Moreover, I don't think that the EP folks can get their chestnuts out of the fire by clarifying their terminology. Gibson and TSRM seem to me to spend an inordinate amount of time trying to set things up, but a lot turns on just a few very simple and implausible assumptions, e.g. that affordances are constituted by surfaces and that anchoring properties structure light. These are crucial assumptions/theses that I have been arguing are false.
SO, TSRM have this long song and dance about how you can perceive unactualized affordance (dispositions), because the anchoring properties always structure light in such a way that you can see it.
ReplyDeleteWhere in TSRM is this song and dance? I was looking for it and couldn't find it.
One spans pp. 265-266. These are the "e-ness-> o-ness" "laws".
ReplyDeleteHere it's relatively clear (for TSRM):
ReplyDeleteThe second stage in analyzing an affordance for an animal is very much a matter (for visually detected affordances) of mathematical optics: to describe the light patterned by an affordance-specific occurrent property and to characterize that patterning in terms of an optical variable, an optical property, that stands in strict correspondence to the occurrent property.
What I have been driving at (formulated for TSRM) is that light patterns do not typically stand in strict correspondence to the affordance-specific occurrent properties. The reason is obvious: The affordance-specific occurrent properties are not properties of the surfaces; they are properties of things beneath the surface. So, what makes something rigid is not the surface so much as the whole of its structure.

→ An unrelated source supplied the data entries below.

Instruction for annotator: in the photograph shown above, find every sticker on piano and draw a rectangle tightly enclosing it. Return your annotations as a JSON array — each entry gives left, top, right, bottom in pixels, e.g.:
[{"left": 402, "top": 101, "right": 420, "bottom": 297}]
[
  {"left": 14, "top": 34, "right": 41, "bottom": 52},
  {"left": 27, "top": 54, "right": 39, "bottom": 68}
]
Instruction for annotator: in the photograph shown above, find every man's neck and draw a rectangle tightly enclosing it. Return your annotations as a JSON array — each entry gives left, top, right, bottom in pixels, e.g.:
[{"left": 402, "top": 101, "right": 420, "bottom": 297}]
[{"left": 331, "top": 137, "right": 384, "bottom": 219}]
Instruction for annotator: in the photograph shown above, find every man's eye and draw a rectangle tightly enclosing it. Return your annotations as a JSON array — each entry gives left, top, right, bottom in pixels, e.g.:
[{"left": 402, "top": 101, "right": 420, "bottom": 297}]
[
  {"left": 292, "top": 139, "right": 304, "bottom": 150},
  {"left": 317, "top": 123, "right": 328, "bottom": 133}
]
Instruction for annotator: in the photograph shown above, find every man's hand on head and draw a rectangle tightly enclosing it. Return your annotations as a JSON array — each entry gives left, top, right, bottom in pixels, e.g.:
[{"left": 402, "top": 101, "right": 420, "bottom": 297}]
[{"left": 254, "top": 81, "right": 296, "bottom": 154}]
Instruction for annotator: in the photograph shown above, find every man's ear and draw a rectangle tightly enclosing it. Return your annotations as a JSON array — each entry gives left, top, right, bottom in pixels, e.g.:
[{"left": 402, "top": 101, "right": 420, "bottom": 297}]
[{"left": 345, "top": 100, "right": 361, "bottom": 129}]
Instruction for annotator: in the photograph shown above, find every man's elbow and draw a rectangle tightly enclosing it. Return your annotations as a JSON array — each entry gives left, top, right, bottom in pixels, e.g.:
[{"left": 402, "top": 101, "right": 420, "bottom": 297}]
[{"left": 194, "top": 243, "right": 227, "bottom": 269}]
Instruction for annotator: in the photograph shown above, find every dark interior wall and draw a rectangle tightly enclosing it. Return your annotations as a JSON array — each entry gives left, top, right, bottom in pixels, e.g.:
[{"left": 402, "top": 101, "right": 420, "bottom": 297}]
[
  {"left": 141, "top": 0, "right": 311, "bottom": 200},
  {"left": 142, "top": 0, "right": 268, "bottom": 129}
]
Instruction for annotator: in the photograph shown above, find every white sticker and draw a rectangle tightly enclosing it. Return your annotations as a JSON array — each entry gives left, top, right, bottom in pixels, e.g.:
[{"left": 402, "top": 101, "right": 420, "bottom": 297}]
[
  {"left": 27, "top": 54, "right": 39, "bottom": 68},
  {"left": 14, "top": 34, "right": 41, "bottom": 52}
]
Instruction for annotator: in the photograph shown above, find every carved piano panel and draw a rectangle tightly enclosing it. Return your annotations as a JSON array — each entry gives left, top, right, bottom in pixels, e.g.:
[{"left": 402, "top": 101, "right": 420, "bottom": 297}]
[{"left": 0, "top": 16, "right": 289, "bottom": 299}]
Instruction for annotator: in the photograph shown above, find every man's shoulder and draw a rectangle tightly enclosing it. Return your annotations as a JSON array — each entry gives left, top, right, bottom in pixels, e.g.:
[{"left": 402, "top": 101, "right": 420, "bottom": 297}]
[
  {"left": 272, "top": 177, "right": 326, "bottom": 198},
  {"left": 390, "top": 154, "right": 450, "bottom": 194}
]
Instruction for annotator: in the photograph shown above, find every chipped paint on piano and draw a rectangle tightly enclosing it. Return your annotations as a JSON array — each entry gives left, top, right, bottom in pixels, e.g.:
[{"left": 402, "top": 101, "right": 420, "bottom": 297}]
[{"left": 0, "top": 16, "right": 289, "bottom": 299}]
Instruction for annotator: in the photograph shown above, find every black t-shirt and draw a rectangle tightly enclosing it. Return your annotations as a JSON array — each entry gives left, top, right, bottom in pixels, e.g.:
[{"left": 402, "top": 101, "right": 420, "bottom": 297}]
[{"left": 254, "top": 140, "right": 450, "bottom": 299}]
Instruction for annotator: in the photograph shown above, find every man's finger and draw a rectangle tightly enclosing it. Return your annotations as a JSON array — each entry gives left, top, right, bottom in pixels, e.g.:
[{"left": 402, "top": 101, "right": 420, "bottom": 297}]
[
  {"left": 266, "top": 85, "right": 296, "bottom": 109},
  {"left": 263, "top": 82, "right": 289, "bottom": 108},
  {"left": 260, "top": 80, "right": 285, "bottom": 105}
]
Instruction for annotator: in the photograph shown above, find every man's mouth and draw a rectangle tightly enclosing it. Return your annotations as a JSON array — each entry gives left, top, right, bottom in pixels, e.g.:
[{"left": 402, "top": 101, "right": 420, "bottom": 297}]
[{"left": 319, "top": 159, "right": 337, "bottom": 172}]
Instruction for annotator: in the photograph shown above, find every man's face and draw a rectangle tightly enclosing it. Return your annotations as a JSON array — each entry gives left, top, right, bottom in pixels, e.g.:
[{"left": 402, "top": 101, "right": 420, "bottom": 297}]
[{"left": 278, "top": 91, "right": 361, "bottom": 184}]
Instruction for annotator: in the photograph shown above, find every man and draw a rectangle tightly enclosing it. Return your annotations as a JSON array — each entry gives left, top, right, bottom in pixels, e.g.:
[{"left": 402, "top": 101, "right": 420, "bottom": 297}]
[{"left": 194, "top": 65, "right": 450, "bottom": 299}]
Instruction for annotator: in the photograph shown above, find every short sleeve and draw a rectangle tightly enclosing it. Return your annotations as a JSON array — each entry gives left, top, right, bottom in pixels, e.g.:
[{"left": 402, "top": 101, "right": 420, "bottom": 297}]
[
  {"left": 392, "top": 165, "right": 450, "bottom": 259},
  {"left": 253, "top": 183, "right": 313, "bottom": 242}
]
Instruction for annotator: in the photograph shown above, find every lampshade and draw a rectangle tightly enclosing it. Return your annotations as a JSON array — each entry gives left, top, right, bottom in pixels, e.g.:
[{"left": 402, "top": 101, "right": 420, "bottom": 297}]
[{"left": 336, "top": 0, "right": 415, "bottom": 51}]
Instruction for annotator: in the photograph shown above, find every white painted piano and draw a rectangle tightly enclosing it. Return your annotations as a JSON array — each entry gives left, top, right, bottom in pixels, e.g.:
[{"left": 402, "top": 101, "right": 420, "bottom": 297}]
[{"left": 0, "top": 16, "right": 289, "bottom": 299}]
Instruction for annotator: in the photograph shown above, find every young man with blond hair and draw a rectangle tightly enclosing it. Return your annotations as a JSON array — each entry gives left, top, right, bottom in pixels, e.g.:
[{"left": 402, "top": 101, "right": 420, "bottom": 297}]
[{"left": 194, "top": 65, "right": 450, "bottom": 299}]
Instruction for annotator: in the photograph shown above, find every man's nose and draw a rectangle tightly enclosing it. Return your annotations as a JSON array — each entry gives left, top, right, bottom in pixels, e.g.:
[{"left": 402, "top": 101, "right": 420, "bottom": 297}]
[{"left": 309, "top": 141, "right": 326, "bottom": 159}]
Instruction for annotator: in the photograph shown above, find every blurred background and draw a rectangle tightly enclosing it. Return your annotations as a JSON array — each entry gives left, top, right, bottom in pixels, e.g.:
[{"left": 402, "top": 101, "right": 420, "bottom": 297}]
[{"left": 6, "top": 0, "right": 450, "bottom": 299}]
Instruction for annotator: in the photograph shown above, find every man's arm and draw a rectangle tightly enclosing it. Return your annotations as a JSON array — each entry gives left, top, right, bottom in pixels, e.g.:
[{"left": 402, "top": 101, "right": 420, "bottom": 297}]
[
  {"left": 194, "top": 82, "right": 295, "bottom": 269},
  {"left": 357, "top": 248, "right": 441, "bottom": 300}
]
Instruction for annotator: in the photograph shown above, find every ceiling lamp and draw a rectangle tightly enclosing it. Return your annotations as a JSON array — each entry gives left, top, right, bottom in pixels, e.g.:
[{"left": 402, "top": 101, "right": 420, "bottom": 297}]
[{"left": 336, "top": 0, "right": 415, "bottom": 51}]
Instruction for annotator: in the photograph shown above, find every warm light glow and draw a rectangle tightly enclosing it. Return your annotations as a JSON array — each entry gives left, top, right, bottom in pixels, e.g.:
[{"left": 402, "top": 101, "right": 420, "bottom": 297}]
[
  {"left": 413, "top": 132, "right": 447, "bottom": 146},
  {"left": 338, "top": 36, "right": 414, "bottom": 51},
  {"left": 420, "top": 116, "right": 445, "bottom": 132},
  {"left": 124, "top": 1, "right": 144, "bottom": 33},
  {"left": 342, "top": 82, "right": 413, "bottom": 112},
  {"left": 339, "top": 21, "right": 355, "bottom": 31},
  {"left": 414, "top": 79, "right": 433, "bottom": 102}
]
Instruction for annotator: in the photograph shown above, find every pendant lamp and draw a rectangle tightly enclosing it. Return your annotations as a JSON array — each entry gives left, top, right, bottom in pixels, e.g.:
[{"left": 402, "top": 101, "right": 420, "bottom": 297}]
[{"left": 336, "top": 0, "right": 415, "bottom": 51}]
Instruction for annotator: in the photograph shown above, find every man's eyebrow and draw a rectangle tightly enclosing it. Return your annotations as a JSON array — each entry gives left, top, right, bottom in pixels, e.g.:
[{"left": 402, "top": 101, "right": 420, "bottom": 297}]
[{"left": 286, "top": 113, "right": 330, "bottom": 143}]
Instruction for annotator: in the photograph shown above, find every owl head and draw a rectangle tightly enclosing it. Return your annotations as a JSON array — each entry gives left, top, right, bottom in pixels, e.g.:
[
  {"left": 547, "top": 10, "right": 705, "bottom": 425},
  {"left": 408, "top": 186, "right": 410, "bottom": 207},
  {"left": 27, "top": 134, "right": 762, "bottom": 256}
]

There are plenty of weird turns in this section. So, for example, TSRM start discussing Quine and nominalism and (as I understand him) Quine was a nominalist, but Fodor and Pylyshyn are not. And, I don't think Quine would ever be considered an Establishment cognitivist. He was, as far as I can, tell some sort of Skinnerian. Fodor and Quine are pretty far apart on the cognitive science landscape.
ReplyDeleteSo, TSRM is very dense and sometimes awkward, but I think the idea is relatively simple: anchoring properties of affordances (which are occurrent, rather than dispositional) structure light. This, however, is typically not so.